I think I made a mistake when I decided to put my cards into Kubernetes for my personal setup. It made sense at the time (I was trying to learn Kubernetes and I am cursed into learning by doing), however I don't think it is really the best choice available for my needs.

[...]

My Kubernetes setup is a money pit. I want to prioritize cost reduction as much as possible.

So after a few years of switching between a Hetzner dedi running NixOS and Docker images on Fly.io, I'm crawling back to Kubernetes for hosting my website. I'm not gonna lie, it will look like massive overkill from the outset, but consider this: Kubernetes is standard at this point. It's the boring, pragmatic choice.

Cadey is coffee
<Cadey>

Plus, every massive infrastructure crime and the inevitable ways they go horribly wrong only really serves to create more "how I thought I was doing something good but actually really fucked everything up" posts that y'all seem to like. Win/win. I get to play with fun things, you get to read about why I thought something would work, how it actually works, and how you make things meet in the middle.

I've had a really good experience with Kubernetes in my homelab, and I feel confident enough in my understanding of it to move my most important, most used, most valuable to me service over to a Kubernetes cluster. I changed it over a few days ago without telling anyone (and deploying anything, just in case). Nothing went wrong in the initial testing, so I feel comfortable enough to talk about it now.

Aeacus

Hi from the cluster Aeacus! My website is running on a managed k3s cluster via Civo. The cluster is named after one of the space elevators in an RPG where a guy found a monolith in Kenya, realized it was functionally an infinite battery, made a massive mistake, and then ended up making Welsh catgirls real (among other things).

If/when I end up making other Kubernetes clusters in the cloud, they'll probably be named Rhadamanthus and Minos (the names of the other space elevators in said world with Welsh catgirls).

Originally I was going to go with Vultr, but then I did some math on the egress of my website vs the amount of bandwidth I'd get for the cluster and started to raise some eyebrows. I don't do terrifying amounts of egress bandwidth, but sometimes I have months where I'm way more popular than other months and those "good" months would push me over the edge.
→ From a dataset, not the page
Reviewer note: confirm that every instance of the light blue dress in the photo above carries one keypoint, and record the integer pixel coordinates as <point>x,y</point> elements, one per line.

I also got a warning from a friend that Vultr vastly oversubscribes their CPU cores, so you get very, very high levels of CPU steal. Most of the time, my CPU cores are either idle or very close to idle; but when I do a build for my website in prod, the entire website blocks until it's done.

This is not good for availability.

Cadey is coffee
<Cadey>

When I spun up a test cluster on Vultr, I did notice that the k3s nodes they were using were based on Ubuntu 22.04 instead of 24.04. I get that 24.04 is kinda new and they haven't moved things over yet, but it was kind of a smell that something might be up.

I'm gonna admit, I hadn't heard of Civo cloud until someone in the Kubernetes homelab Discord told me about them, but there's one key thing in their pricing that made me really consider them:

At Civo, data transfer is completely free and unlimited - we do not charge for egress or ingress at all. Allowing you to move data freely between Civo and other platforms without any costs or limitations. No caveats, No fineprint. No surprise bills.

This is basically the entire thing that sold me. I've been really happy with Civo. I haven't had a need to rely on their customer support yet, but I'll report back should I need to.

Worst case, it's all just Kubernetes, I can set up a new cluster and move everything over without too much risk.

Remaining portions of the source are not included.